No entanto, o relato de Wilk faz parecer que estamos vendo uma onda de literatura contemporânea que está trabalhando a partir de uma metafísica ecológica. Wilk escreve que essas obras desafiam as formas literárias ocidentais tradicionais, particularmente em seu esforço para acabar com a figura humana singular contra um pano de fundo estático e sem sentido. De certa forma, essas estratégias narrativas parecem perfeitamente alinhadas com as revelações ecológicas e metafísicas do Antropoceno. Mas em certa perspectiva também parecem estar em desalinho com as revelações históricas disso – ou seja, que um subgrupo de humanos levou o planeta à beira da catástrofe porque durante séculos foi capaz de negar ou evitar fatos ecológicos.

Em alguns círculos climáticos, há uma tendência a deixar de falar da “humanidade” como responsável pela crise climática para falar do capitalismo, ou mesmo de corporações e indivíduos específicos, como culpados. A crítica Kate Aronoff, por exemplo, nos convida a citar nomes: “Nós” não causamos distúrbios climáticos; ExxonMobil, sim. Em narrativas desse tipo, embora não ficcionais, o impulso é precisamente o de resgatar a forma narrativa “figura-fundo” distinguindo-a dessa maneira historicamente falsa de contar a história, como se um vasto número de humanos indiferenciados desempenhasse papéis iguais no drama.

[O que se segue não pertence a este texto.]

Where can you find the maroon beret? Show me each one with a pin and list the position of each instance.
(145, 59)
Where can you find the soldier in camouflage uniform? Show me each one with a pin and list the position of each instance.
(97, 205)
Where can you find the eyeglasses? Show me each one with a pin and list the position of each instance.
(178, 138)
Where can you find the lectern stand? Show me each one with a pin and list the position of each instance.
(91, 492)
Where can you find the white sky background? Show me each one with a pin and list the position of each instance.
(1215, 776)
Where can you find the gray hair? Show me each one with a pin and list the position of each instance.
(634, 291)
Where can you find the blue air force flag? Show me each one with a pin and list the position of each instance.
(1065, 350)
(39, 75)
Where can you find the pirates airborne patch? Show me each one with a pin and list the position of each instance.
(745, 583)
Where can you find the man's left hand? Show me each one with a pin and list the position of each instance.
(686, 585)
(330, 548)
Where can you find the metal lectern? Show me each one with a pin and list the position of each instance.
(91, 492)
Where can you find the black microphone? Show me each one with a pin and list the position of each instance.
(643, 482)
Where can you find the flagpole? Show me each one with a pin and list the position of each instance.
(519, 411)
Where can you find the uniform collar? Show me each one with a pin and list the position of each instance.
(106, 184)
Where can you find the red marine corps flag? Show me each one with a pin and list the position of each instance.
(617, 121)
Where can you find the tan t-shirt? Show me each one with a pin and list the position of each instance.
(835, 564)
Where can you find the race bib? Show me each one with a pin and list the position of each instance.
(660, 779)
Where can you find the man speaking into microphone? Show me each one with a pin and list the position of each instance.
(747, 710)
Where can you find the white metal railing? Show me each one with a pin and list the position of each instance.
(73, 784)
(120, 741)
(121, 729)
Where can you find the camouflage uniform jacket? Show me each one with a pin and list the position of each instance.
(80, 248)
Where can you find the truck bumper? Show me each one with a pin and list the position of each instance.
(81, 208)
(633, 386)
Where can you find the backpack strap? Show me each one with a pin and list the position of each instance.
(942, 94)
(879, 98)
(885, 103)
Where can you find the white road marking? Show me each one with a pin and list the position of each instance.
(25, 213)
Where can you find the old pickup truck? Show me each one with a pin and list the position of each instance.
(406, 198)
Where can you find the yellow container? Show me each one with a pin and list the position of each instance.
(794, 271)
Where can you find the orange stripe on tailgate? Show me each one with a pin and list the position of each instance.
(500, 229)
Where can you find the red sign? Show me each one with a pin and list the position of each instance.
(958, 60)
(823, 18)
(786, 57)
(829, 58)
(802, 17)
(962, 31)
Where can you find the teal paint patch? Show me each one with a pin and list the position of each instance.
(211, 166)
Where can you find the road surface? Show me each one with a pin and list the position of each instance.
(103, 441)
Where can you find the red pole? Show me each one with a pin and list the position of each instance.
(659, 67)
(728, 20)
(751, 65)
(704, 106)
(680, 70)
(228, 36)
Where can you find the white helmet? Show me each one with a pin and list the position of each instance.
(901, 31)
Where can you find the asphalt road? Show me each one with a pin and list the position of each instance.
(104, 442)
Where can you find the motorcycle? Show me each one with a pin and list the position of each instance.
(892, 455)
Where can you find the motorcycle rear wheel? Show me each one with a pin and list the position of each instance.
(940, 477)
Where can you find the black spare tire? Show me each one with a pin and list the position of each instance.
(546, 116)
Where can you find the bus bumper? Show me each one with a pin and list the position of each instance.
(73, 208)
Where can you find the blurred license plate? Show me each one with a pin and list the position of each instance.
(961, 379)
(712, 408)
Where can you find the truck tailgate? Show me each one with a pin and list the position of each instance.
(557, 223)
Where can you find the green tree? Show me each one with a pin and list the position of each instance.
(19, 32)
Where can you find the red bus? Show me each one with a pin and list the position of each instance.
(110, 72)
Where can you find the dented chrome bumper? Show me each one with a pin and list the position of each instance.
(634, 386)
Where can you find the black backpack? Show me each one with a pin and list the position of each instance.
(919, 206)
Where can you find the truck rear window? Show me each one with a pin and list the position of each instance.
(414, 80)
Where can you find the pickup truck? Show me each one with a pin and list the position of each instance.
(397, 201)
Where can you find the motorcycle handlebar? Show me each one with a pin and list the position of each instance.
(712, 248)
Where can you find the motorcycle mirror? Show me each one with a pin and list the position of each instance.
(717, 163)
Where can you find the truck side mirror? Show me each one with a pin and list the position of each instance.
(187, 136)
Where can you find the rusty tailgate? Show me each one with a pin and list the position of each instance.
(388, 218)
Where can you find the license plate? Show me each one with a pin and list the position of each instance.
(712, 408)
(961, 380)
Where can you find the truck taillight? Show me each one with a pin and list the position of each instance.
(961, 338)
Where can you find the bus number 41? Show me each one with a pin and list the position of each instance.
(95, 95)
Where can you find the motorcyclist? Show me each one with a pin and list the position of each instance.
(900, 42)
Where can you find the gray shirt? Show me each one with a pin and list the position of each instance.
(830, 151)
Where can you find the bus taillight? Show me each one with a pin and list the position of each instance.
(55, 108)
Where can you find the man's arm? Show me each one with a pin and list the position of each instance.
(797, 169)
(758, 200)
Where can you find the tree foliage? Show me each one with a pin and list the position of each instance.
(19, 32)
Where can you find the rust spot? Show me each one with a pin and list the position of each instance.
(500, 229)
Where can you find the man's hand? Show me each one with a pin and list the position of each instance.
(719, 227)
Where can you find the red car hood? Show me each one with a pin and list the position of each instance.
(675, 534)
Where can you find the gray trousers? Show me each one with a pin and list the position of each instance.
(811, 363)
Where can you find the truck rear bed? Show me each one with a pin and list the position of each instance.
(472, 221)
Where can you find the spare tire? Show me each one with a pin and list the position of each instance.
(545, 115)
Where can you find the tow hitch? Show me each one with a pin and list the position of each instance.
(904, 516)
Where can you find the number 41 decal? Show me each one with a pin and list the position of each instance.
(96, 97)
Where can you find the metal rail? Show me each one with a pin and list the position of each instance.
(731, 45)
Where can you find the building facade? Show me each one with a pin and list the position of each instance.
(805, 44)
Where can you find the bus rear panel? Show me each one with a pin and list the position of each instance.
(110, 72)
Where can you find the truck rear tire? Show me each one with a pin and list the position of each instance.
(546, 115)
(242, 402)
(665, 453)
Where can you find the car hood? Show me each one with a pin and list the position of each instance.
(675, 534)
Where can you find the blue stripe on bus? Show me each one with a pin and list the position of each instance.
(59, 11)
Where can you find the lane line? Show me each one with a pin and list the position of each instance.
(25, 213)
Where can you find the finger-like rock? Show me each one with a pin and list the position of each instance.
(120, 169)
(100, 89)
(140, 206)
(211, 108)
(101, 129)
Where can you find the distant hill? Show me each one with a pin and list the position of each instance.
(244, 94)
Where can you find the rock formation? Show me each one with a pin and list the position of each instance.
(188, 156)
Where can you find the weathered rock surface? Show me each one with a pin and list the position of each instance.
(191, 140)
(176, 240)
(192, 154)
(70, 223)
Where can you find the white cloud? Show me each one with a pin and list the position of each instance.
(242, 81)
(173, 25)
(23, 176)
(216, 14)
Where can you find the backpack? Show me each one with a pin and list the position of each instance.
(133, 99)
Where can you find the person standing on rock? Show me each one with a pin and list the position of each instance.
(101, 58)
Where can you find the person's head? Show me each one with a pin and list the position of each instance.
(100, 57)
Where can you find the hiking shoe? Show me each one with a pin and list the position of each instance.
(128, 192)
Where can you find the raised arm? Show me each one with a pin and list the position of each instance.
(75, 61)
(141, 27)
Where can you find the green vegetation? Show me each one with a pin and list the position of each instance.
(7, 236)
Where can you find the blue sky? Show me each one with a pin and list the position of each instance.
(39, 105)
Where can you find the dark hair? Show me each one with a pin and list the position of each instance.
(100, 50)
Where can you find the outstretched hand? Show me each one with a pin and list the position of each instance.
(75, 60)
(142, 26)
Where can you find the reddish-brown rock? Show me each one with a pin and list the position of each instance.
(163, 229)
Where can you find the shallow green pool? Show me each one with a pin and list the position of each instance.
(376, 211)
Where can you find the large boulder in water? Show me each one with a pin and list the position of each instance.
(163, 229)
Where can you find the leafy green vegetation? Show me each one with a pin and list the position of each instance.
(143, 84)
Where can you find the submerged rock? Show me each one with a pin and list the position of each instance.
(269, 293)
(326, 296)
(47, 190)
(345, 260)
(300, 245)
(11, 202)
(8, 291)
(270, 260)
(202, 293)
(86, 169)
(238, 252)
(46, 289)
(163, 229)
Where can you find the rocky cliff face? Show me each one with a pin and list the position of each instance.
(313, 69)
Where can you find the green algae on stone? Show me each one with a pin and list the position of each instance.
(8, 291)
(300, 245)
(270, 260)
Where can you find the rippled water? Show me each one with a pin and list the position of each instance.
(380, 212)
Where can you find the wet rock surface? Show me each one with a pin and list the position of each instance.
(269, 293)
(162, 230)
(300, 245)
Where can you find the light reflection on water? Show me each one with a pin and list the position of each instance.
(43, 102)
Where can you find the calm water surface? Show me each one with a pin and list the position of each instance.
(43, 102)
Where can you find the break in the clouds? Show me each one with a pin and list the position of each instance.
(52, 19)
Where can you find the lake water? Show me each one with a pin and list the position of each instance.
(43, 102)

As narrativas discutidas por Wilk capturam e manifestam algo sobre a ecologia que se perde na história da “aventura moral individual”, mas não devemos perder de vista o fato de que suficientes riqueza e poder podem produzir vidas capazes de, ao menos parcialmente, eliminar algumas das restrições de um mundo interconectado. Se uma maneira de descrever a crise climática é como o lugar onde fato ecológico e fato histórico entram em conflito e atritam até a medula, então parece que, se resta algum valor de uso para a estrutura narrativa “figura-fundo”, é focar exatamente em como alguns indivíduos se moveram ao longo da história não como heróis da cultura, mas como vilões do clima.

Há vários ensaios em Death by Landscape em que a figura de Wilk é destacada. “Extinction Burst”, por exemplo, descreve a experiência de Wilk com a terapia de dessensibilização e reprocessamento de movimentos oculares (EMDR), um tratamento para transtorno de estresse pós-traumático (TEPT) que considera o estresse traumático como um fenômeno fisiológico e usa o movimento dos olhos para mover memórias traumáticas de um hemisfério do cérebro para o outro. “Ask Before You Bite” segue Wilk enquanto ela participa de uma noite de dramatização de ação ao vivo (LARP) e revela o objetivo profundo das comunidades progressistas de LARP de criar um mundo no qual as regras de engajamento, particularmente em torno do consentimento, sejam explicitamente formuladas e definidas proativamente, obtendo, para Wilk, o efeito de maximizar a liberdade e minimizar os danos. Há ensinamentos nesses ensaios sobre como criar novos tipos de narrativas para a era da crise climática que as ligam vagamente às outras da coleção; mas o que fica são essas pequenas joias brutais de imagens, a Wilk cuja involuntária resposta traumática ao estresse é adormecer de repente, a Wilk que recebe um tapa consensual de um estranho em um desafio em um LARP nórdico. Nesses ensaios, são as idiossincrasias da vida cotidiana, tão profundamente estranhas, observadas com lucidez, que expandem nosso senso do belo e do possível, sem necessidade de landruses.